In addition, first promising clinical

In addition, first promising clinical trials in prostate selleck chemical cancer patients showed that only cancer-specific Tn expression on tumor cell surface enables targeting and site-specific treatment [86]. 2.2. Sialyl-Tn Antigen STn antigen tissue expression and its presence in blood were found in various gynecological cancers originating from the ovary, cervix, endometrium and vulva. The transfer of sialic acid in α2,6-linkage to Tn structure

usually terminates the further elongation of oligosaccharide. Therefore, sialyl-Tn (sTn, Neu5Acα2-6GalNAcα-O-Ser/Thr, Figure 1) expression leads to a shortening of O-glycan chains [2]. STn displays restricted expression in normal tissues Inhibitors,research,lifescience,medical [72,92], but can be detected

at various frequencies in almost all kinds of carcinomas, even more frequently in adenocarcinomas. At least 25-30% of breast cancers are sTn-positive [93] and overexpression of sTn occurs Inhibitors,research,lifescience,medical in almost 40% of breast cancers [94]. STn expression was found to be higher in ovarian cancer patients which were associated with shorter survival [95]. There is increasing evidence that sTn expression is similarly associated Inhibitors,research,lifescience,medical with survival in breast cancer [96,97,98,99], potentially as a short-term outcome [97]. In node-positive breast cancer patients sTn expression was also correlated with a lack of response to adjuvant chemotherapy [98]. Using immunohistochemical staining and anti-sTn monoclonal antibody (TKH-2), the disaccharide was detected in a majority of ovarian and cervical cancers with Inhibitors,research,lifescience,medical no positive match in remaining cancer types, benign, and normal controls [79]. A reduced number of tissue sTn positive samples also showed detectable levels of serum sTn.

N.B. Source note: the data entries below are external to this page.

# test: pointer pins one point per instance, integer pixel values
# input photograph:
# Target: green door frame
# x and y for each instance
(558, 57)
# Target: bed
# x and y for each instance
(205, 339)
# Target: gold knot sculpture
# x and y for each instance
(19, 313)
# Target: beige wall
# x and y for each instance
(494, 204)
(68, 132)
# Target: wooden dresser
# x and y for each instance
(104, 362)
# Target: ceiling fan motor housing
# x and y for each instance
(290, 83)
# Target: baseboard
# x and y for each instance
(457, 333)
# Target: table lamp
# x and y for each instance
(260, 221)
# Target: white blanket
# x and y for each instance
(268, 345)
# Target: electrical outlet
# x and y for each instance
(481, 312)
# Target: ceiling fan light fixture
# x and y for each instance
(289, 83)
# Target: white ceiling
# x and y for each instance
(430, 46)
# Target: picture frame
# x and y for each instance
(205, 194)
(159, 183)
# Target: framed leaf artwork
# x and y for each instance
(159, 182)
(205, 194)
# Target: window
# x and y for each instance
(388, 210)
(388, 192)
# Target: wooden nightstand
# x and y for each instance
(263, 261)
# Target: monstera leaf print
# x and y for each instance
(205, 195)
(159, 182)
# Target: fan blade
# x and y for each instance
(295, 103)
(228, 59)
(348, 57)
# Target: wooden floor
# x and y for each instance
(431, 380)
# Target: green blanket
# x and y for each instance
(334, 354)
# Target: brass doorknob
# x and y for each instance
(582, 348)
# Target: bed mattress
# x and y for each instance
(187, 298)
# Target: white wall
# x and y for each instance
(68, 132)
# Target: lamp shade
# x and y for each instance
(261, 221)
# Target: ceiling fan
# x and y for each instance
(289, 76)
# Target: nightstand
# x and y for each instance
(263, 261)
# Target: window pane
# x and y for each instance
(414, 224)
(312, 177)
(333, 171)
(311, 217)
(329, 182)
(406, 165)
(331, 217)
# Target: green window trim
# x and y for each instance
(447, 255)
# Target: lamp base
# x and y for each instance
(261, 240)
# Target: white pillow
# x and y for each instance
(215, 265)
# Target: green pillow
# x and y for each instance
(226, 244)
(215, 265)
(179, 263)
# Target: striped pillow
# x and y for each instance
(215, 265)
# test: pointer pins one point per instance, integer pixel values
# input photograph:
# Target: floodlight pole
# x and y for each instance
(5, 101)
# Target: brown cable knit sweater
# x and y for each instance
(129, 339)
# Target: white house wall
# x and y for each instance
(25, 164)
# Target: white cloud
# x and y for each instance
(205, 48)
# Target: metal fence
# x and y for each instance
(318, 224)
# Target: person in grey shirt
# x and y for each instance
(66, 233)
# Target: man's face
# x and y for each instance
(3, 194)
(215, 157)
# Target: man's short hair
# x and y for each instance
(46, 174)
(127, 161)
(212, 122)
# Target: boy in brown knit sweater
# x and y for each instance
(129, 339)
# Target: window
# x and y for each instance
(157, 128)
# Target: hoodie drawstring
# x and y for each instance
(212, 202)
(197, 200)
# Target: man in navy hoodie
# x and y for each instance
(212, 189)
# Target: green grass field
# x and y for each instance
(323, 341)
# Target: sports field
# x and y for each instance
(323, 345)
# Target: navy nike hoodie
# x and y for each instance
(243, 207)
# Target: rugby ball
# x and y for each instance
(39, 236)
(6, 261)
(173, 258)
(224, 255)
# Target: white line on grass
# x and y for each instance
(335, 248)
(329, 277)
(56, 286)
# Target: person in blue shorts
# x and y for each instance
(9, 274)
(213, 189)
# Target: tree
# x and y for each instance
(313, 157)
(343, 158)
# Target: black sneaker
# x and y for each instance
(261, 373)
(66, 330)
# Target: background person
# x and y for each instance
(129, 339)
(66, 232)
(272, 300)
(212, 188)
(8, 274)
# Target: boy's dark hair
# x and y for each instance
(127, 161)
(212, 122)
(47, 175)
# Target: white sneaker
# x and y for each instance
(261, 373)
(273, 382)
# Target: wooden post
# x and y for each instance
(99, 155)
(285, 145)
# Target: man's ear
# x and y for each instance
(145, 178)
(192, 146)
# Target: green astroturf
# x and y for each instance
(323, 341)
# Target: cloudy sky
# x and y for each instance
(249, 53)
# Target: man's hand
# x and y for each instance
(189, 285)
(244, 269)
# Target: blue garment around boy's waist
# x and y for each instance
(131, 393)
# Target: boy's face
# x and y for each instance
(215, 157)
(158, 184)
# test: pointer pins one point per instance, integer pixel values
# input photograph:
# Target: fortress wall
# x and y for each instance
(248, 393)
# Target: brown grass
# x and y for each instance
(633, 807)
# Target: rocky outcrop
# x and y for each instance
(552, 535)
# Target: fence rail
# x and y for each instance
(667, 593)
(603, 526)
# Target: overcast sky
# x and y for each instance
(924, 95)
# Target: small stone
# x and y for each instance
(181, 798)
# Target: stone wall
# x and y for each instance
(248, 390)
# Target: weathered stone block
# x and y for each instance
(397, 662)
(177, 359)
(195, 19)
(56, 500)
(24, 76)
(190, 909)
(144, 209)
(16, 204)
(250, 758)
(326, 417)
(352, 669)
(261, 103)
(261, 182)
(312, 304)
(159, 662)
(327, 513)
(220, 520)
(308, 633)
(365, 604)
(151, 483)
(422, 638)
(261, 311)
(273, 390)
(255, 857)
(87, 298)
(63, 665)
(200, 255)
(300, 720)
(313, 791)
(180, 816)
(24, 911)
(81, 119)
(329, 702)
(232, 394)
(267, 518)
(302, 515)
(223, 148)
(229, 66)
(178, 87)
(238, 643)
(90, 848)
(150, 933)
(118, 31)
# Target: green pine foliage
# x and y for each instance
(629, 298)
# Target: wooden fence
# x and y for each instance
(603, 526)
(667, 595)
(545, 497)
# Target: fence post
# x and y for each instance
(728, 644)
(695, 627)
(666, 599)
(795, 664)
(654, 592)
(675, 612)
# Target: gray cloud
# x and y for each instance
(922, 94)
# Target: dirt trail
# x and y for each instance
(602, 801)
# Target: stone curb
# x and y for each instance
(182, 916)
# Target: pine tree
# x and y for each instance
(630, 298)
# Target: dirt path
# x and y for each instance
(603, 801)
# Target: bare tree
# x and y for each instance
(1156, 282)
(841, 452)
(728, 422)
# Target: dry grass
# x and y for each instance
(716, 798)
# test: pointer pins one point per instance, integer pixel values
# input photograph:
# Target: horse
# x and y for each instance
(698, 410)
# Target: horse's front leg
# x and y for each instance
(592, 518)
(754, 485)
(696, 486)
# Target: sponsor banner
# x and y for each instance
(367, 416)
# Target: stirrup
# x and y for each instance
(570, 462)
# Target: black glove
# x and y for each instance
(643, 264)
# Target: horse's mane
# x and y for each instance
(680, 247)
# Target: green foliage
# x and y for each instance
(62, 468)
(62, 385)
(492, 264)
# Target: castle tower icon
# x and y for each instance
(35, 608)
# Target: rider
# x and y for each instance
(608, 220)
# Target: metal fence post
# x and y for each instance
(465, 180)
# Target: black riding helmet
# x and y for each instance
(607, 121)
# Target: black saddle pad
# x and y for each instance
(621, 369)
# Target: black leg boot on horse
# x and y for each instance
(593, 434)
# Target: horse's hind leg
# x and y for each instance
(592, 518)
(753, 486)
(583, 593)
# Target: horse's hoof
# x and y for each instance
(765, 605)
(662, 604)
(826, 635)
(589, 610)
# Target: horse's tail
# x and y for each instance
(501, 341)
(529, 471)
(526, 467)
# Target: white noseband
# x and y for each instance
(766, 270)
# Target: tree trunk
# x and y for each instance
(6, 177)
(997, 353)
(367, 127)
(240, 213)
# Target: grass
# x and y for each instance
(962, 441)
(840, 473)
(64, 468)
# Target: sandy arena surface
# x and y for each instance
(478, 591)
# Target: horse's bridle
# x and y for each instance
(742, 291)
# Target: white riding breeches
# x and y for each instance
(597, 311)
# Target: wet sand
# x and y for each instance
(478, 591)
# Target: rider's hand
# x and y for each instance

Using the same mAb directed to sTn, another study found detectable levels of Inhibitors,research,lifescience,medical sTn in serum of ovarian cancer patients which significantly correlated with increased malignancy, metastatic progression and low patient survival [100]. An increased sTn expression in ovarian carcinoma cells was detected when primary tumors were compared with metastatic

lesions [101]. Another study of the same investigators, conducted on tissue samples from 45 patients, confirmed that sTn is widely expressed in ovarian carcinomas and related metastases, but could not verify sTn expression to be predictable of disease outcome [102]. There Resminostat is a clear indication that sTn expression in tissue and blood serum correlates with tumor progression in breast and ovarian cancer. The mechanisms, underlying the appearance of this O-glycan in several types of carcinomas is still unknown, as is its varied tissue expression. One possible explanation suggests an increased gene expression of ST6GalNAc-I glycosyltransferase, the enzyme which transfers sialic acid to Tn antigen, thus creating Neu5Acα2-6GalNAc, which is the sTn epitope [103].